The problem arises from the widespread usage of wood burning stoves for the heating of homes in the Interior city, given the high cost of alternative methods of heating. Thermal inversions during cold winter weather cause smoke from the stoves to accumulate close to ground level, raising the concentration of smoke-related particles in the air well above the levels at which health issues arise.
DEC is introducing two measures in response to the EPA ruling.
The first measure requires building owners selling, leasing or conveyancing their properties within the area impacted by air quality problems to replace inefficient wood-fired heating equipment with EPA-certified wood or pellet stoves. The stove certification must meet current emission standards.
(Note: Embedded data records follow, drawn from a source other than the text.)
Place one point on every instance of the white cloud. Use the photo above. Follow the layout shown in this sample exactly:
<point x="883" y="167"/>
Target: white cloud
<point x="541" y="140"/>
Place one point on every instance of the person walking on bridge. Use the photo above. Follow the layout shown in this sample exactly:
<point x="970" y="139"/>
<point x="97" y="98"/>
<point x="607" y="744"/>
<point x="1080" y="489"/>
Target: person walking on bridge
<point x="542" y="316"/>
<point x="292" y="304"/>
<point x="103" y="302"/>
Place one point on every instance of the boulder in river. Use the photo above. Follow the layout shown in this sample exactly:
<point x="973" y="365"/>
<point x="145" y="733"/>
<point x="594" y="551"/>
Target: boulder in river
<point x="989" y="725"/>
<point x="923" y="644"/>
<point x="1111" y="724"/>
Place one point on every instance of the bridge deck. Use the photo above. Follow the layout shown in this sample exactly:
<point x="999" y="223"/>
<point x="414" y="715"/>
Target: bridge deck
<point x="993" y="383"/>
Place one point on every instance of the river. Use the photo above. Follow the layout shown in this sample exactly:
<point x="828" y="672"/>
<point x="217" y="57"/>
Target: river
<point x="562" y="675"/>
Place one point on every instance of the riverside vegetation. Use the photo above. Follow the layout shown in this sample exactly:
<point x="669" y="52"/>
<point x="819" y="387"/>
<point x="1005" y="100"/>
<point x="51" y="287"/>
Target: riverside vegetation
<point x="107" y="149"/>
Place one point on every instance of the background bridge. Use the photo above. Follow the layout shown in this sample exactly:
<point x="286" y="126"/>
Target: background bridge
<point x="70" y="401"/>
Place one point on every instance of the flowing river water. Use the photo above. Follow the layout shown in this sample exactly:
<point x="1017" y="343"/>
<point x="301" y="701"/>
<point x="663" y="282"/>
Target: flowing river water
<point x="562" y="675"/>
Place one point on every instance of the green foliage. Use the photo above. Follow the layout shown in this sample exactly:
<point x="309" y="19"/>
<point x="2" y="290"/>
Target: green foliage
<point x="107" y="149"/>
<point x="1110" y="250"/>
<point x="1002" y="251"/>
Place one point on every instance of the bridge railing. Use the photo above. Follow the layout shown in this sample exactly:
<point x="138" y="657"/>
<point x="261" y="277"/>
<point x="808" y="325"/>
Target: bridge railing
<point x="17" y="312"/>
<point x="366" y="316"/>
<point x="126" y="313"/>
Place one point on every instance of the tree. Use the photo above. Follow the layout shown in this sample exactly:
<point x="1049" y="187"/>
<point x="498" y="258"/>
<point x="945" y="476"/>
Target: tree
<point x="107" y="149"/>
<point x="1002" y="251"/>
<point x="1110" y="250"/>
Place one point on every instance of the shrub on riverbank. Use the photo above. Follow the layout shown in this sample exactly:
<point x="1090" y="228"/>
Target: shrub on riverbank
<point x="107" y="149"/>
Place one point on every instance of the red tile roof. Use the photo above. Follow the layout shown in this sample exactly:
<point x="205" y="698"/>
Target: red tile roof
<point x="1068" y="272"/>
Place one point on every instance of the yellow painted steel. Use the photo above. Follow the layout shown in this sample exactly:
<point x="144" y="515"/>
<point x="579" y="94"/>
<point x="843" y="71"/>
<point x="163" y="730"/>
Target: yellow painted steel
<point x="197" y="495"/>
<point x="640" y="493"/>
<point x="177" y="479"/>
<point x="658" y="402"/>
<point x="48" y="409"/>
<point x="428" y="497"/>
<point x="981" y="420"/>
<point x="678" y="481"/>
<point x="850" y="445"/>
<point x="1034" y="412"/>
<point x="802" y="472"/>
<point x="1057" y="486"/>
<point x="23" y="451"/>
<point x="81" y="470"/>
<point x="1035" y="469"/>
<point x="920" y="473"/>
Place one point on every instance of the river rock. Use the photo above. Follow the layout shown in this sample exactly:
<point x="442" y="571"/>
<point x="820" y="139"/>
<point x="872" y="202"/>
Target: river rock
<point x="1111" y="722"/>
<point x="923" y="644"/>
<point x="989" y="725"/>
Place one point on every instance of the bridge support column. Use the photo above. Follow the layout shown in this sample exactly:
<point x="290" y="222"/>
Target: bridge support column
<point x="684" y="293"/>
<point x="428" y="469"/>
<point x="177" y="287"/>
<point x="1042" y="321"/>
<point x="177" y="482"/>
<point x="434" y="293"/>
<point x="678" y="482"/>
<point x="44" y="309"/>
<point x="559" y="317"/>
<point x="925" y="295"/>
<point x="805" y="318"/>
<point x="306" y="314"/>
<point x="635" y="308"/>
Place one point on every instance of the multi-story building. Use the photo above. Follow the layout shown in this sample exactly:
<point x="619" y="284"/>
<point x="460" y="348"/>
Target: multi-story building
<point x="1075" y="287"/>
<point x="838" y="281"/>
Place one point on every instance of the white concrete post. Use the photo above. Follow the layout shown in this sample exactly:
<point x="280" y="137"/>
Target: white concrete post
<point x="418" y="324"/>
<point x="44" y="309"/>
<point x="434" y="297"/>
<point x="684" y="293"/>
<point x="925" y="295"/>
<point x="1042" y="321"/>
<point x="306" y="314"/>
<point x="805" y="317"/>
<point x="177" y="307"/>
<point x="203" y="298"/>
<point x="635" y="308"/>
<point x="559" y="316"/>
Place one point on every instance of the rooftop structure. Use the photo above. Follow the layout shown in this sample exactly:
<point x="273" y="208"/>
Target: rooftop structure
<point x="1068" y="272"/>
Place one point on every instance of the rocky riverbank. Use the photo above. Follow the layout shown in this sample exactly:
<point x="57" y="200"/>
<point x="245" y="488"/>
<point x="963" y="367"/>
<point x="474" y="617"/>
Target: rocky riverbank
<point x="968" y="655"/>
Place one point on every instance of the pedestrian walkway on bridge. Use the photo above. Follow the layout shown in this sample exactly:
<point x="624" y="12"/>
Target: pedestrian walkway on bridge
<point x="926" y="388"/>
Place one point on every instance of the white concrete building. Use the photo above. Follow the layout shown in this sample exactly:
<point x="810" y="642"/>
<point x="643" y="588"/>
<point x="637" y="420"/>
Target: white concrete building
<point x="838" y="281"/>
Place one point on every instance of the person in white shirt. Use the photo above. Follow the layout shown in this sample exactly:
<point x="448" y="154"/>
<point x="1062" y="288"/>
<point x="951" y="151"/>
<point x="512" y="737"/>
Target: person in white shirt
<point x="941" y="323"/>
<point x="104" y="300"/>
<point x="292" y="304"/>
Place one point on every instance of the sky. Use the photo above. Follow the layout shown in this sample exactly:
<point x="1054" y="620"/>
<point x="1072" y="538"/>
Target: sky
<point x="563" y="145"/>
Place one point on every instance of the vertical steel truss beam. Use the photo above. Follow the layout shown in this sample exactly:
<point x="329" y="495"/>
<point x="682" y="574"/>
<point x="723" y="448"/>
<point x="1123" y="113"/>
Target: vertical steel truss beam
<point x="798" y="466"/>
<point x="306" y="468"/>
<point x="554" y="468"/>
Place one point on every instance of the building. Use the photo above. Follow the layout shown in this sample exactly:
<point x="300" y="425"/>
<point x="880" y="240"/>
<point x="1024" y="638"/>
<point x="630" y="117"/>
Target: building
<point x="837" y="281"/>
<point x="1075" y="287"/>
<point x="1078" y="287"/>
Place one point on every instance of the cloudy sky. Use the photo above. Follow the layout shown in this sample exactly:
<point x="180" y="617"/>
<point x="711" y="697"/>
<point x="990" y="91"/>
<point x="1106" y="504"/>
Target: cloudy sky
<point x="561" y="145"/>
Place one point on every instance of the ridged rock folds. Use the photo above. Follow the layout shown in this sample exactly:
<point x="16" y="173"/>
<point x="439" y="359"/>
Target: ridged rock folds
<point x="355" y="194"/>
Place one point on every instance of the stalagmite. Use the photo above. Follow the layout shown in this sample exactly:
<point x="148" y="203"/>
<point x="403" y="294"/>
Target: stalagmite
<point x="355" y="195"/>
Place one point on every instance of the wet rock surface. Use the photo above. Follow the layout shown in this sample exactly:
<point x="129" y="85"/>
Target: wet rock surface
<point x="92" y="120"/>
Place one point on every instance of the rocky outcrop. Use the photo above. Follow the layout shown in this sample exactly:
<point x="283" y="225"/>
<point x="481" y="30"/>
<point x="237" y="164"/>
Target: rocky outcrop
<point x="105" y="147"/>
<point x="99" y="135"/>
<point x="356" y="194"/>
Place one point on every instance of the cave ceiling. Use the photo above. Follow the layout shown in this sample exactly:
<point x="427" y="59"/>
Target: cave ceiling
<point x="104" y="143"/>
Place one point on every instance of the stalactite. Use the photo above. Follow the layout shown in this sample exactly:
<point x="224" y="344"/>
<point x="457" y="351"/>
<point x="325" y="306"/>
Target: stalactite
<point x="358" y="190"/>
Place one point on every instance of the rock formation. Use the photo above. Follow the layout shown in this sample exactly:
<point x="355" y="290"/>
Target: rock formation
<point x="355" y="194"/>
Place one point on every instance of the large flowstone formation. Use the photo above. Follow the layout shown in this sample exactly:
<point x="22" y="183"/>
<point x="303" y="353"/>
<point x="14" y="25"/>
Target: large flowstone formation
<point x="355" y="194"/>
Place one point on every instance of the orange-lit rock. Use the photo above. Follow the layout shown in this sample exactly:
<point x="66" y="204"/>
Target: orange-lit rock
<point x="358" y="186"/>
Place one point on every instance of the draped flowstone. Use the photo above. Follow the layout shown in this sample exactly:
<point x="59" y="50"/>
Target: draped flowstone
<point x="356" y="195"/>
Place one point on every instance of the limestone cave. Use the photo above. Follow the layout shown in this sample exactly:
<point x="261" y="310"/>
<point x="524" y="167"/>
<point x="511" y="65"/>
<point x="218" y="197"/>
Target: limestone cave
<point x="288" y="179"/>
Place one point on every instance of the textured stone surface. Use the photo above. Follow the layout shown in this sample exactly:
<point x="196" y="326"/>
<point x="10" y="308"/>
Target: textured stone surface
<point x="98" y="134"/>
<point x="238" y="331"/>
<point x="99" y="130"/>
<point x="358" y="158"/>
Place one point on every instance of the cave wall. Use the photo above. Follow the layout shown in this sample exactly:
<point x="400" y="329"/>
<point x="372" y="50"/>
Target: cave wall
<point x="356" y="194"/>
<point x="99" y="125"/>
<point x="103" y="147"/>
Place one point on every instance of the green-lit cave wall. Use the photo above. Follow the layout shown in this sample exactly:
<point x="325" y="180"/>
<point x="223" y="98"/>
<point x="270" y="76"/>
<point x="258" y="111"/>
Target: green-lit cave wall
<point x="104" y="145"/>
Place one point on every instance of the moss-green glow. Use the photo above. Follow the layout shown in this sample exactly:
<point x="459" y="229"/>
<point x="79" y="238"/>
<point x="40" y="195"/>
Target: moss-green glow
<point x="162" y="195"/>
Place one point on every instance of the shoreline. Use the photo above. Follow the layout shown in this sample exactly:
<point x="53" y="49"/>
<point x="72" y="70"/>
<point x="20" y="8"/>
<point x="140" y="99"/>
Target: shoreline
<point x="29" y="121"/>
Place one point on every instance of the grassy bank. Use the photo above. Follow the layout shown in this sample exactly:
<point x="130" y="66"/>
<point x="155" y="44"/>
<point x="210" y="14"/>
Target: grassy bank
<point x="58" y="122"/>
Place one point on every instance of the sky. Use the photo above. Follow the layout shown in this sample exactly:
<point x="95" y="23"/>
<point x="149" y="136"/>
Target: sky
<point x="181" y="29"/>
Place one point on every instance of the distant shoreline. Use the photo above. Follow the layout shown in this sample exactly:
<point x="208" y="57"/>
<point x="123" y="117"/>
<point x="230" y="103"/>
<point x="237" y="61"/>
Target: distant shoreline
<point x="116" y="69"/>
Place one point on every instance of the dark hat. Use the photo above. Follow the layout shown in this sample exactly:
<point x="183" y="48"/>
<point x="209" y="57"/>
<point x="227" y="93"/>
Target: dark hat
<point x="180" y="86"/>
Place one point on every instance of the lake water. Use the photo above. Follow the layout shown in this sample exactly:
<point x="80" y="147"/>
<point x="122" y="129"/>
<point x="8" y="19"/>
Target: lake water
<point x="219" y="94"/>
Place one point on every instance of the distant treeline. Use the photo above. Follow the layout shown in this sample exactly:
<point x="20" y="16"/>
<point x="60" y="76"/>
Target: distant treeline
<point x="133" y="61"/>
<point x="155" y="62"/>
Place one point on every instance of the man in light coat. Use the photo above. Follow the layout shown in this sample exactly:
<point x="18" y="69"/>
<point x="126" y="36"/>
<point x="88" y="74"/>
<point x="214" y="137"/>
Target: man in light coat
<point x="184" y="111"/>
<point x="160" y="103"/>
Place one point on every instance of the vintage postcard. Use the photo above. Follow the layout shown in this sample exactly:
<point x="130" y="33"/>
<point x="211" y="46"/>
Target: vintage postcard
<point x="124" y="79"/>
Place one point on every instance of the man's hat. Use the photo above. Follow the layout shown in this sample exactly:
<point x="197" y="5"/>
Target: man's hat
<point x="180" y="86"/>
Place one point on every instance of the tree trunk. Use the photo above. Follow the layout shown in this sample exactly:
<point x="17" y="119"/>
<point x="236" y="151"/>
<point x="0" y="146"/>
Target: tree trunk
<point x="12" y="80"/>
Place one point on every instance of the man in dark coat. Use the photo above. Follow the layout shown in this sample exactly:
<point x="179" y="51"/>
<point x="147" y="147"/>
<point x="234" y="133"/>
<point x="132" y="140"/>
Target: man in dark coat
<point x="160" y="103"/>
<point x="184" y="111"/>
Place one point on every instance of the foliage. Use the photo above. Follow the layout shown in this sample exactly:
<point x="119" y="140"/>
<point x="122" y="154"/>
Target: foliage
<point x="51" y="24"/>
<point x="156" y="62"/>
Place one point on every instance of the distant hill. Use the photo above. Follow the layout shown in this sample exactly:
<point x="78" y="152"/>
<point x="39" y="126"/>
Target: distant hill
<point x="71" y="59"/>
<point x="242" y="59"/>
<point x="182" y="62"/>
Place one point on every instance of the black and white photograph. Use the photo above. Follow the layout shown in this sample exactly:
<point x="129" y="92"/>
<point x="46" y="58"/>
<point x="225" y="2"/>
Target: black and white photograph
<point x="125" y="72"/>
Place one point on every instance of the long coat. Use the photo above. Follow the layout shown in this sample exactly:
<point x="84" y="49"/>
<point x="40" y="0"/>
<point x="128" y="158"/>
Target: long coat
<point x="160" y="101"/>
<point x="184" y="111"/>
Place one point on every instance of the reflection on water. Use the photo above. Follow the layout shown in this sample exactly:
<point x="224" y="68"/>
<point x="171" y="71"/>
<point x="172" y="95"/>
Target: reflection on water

Secondly, DEC requires wood sellers in Fairbanks to register with the agency and document the moisture content of the wood that they sell. The wood sellers must provide information about the wood’s moisture content to their customers. The burning of wet wood exacerbates the emission of smoke from wood stoves. ADEC says that a water content in excess of 20 percent causes increased emissions.
“These measures are designed to improve air quality and help bring the area closer to compliance with current standards,” said Denise Koch, DEC director of air quality. “Controlling particulate matter will benefit public health throughout the Fairbanks North Star Borough community.”